创作声明:本文为虚构创作,请勿与现实关联
「这城市的垃圾太多了,全世界都没辙。」
2010年的北京被四百多个垃圾场围成了一圈,组成了这座城市的“七环”,毒气熏天。
可破局的竟是一位72岁的老人,他参与过中国第一颗氢弹的研制。
01
1938年,杜祥琬出生于河南南阳,正赶上兵荒马乱。
他刚学会走路,日本人的飞机就追到了头顶。母亲背着他,父亲挑着家当,一家人跟着逃难的队伍奔向陕西。路上的事,他后来记不太清,只记得母亲的背很瘦,父亲的脚一直在流血。

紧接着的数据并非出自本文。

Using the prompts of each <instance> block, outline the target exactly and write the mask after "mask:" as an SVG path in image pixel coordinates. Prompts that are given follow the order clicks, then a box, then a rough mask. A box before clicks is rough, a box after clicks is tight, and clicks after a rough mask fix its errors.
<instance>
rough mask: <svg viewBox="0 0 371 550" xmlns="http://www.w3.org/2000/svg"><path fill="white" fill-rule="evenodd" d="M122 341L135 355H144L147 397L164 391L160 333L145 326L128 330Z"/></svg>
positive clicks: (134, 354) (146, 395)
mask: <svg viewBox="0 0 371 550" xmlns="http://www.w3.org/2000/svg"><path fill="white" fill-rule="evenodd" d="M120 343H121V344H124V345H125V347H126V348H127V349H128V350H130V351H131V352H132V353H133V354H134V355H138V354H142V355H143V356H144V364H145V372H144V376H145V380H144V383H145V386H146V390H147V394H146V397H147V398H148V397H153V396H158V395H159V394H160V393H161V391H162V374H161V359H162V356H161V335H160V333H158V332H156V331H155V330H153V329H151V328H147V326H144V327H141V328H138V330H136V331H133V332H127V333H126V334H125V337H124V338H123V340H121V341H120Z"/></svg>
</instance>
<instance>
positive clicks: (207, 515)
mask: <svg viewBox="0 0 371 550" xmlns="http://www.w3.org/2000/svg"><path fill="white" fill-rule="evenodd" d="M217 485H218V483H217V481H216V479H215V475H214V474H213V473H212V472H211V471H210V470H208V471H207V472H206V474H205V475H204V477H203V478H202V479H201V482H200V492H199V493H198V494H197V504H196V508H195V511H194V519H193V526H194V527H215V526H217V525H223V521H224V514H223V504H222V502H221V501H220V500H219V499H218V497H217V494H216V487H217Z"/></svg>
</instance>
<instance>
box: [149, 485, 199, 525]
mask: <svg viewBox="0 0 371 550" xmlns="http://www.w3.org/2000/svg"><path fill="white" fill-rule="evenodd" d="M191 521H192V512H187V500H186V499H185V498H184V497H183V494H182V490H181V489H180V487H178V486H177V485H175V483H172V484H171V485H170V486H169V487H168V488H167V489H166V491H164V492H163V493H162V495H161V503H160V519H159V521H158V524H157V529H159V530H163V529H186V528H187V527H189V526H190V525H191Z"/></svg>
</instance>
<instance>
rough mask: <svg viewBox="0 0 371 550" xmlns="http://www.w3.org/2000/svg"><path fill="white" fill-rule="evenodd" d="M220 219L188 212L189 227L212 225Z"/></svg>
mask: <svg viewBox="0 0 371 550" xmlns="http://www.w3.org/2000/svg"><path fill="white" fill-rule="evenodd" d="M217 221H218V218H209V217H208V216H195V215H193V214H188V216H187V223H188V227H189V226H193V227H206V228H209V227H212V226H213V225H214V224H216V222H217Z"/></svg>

他父亲叫杜孟模,北京大学数学系毕业。在那个年代,“北大数学系”四个字摆出来,分量很沉。
杜家不阔,但家里的书特别多。
进步小说一摞一摞地堆在桌角,苏联翻译过来的科普杂志一本接一本地往里搬。少年杜祥琬最爱的一本,叫《知识就是力量》。封面是漫天星斗,他一翻开就放不下。
十二三岁的他,趴在床上看书,看着看着就走神。他想,宇宙这么大,人这么小,要是能搞清楚天上那些星星是怎么回事就好了。
1953年,杜祥琬考进开封高中。
刚好父亲杜孟模这一年也调到开封高中任教。父子俩,一个站在讲台上,一个坐在讲台下。
他成绩极好,尤其数学,几乎没人能压过他。
1956年高考填志愿,他只填了南京大学天文系。
那是当时全国唯一的天文系。
他跟同桌打趣说。「我这辈子就交给宇宙了。」
可他没料到,就在他往志愿表上签字的同一时刻,北京的一份名单也已经拟好。
那是留苏预备生的选拔名单。整个河南省只有两个名额,其中一个,叫杜祥琬。
02
通知下来那天,杜祥琬正在操场上跑步。
老师把他叫到一边,递过去一张纸。他看完,愣在原地。
不是天文。是核物理。
派他去苏联,学的是原子能。
他后来跟人讲过自己当时的感受。
「大大的宇宙没学成,学了小小的原子核。」
那个年代的人,听见“国家需要”四个字,腿就先迈出去了。
1959年春,杜祥琬临行前,专程来送他们的人有钱三强。
钱老不爱说大话,只在黑板上写写画画,叮嘱这一批留学生:把本事学到家,回来,中国要用。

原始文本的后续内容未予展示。